An island of palm-fringed beaches, coral reefs, breathtakingly beautiful lagoons and colourful and rare flora and fauna - Mauritius is the perfect place to escape the modern world.
Rising up through water of every colour blue you can imagine, the island paradise of the Republic of Mauritius is a volcanic island of palm-fringed beaches, coral reefs and breathtakingly beautiful lagoons. Located 2,000 kilometres off the southeast coast of Africa in the Indian Ocean, it’s famous for its luxury resorts, powdery white sands and warm, marine-life filled waters.
Discovered by the Arabs in the 9th century, it wasn’t until 1598 that Mauritius was settled by the Dutch. Densely populated, the inhabitants of Mauritius are a warm and friendly blend of ethnic groups that live, uniquely, in complete peace and harmony with each other.
A holiday in Mauritius isn’t just about relaxing on the beach – there is plenty to see and do when you’ve had enough of lying around. Its capital, Port Louis, is Africa’s wealthiest city and a bustling port with much of the action occurring on the rejuvenated waterfront. Visit the Natural History Museum for the unique opportunity to witness a skeleton of the extinct Dodo bird. Stroll through the lively Craft Market with its charming ambiance and the Port Louis Central Market, where you can sample local fruit, buy some souvenirs and delight in the exotic fragrances of Mauritian spices.
Hike through the magnificent Black River Gorges, the largest national park in Mauritius covering approximately 2% of the island. It’s home to some of Mauritius’ endangered species and Alexandra Falls, a spectacular waterfall situated 700 metres above sea level which offers breathtaking panoramas from its viewpoint. Visit the oldest botanical garden in the southern hemisphere – the National Botanical Garden of Mauritius. Founded in 1770, it’s populated with over 650 varieties of plants including Giant Water Lilies and Baobabs.
For a magical underwater experience, you can snorkel or take a glass-bottom boat ride in the Blue Bay Marine Park. With colourful flora and fauna, the area is home to mangroves, a wide variety of fish species and more than 50 different coral species. Visit Ile aux Aigrettes Island, a tiny coral island off the coast of Mahebourg that is a protected nature conservation site and animal sanctuary.

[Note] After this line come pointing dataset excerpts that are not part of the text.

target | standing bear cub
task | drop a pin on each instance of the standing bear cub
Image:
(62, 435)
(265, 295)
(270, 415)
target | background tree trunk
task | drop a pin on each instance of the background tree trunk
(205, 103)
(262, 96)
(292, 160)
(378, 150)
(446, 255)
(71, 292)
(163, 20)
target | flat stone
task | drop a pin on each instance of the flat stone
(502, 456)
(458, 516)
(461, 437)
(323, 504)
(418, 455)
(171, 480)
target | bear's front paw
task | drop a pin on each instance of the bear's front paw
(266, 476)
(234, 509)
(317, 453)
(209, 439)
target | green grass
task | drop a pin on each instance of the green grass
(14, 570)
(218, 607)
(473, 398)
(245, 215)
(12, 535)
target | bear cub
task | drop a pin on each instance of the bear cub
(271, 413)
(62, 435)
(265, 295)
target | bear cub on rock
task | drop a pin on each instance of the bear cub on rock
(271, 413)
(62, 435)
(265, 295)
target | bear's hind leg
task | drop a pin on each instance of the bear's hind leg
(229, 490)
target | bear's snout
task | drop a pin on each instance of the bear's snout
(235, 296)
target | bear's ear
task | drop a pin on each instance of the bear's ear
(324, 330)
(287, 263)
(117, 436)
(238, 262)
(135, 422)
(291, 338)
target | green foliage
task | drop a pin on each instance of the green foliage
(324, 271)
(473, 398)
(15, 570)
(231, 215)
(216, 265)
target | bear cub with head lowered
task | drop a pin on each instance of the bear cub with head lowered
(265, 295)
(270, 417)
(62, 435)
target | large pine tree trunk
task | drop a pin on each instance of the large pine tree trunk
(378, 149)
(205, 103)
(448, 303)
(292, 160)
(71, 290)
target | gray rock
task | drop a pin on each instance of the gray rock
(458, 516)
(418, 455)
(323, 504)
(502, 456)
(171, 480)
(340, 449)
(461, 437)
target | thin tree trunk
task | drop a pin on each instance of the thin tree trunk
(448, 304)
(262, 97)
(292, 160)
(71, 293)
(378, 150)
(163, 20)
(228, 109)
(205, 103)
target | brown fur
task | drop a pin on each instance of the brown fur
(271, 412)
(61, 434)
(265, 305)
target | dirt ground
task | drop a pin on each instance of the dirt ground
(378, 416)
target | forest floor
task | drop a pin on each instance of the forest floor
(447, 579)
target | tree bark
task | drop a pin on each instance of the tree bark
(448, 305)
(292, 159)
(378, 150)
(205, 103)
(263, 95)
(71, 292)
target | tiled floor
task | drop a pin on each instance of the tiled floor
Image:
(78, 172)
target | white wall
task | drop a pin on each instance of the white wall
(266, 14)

One of Mauritius’ most popular tourist attractions is the Seven Coloured Earth of Chamarel. A small area of strikingly bare landscape that’s located in the middle of a large, dense forest, it’s a place of great geological curiosity. Appearing as large ripples across the earth, the carved hills are covered in pulverised rocks in varying shades of purple, red, brown, grey and orange. The village of Chamarel is also home to the Chamarel Waterfall, the highest waterfall on Mauritius cascading nearly 83 metres against a scenic backdrop of forest and mountains.